When Harrison S. Foster entered the Medicap Pharmacy on Kingshighway Wednesday evening, one of the drugstore employees recognized him as the man who tried to rob the Scott City Medicap two weeks ago and discreetly told her boss.
She said she recognized him because she'd filled a prescription for him at the Cape Girardeau pharmacy the day before the May 14 robbery in Scott City.
When Foster, 20, of Auxvasse, Mo., announced he was robbing the pharmacy and that everyone needed to leave, except for one person who could lock the doors, the pharmacist told his three employees to leave the store and said he would stay, according to a probable-cause statement written and signed by officer James Zeidler of the Cape Girardeau police.
The pharmacist then managed to slip out the back door of the store.
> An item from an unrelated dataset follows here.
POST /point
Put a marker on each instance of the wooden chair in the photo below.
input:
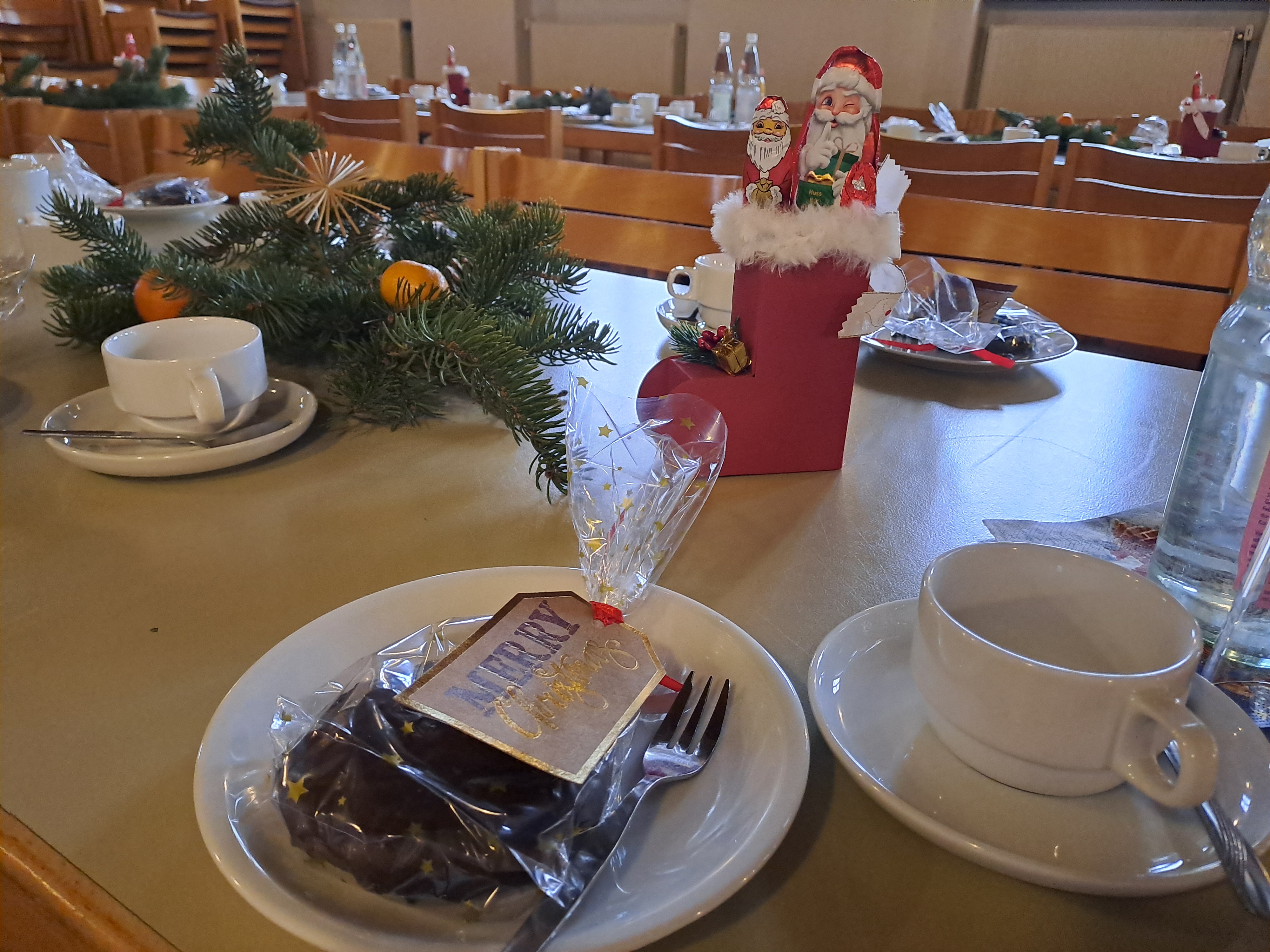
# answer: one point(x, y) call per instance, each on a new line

When police arrived, Foster was alone in the pharmacy.
After a brief standoff with police, Foster leaned out the drive-through window of the pharmacy and announced "I've got a bomb, and I'm going to blow up the building," the statement said.
Foster was arrested a short while later, after speaking with an officer inside the drugstore.
A search revealed Foster had several methadome pills loose in his pocket and had scattered a number of pill bottles inthe pharmacy while he was in there alone.
Officers from the Cape Girardeau County Sheriff's Department and the Federal Bureau of Investigation assisted in the incident.
Cape Girardeau County Prosecuting Attorney Morley Swingle charged Foster with making terrorist threats, possession of controlled substances and attempted pharmacy robbery.
In the Scott City robbery, Foster and his brother, Hunter W. Foster, 18, of Auxvasse are accused of taking a duffel bag into the pharmacy and saying it contained a bomb. The bag was actually filled with shoes.
Both Fosters were charged with pharmacy robbery, armed criminal action, unlawful use of a weapon, making a terrorist threat and possession of a controlled substance.
The pharmacy robbery and armed criminal action charges both carry a maximum penalty of life in prison.
The Fosters were arraigned May 20 in Scott County and released on reduced bond two days later after posting $5,000 of the $50,000 bond.
Harrison Foster's bond has now been revoked, and a Cape Girardeau County associate circuit judge set bond at $100,000.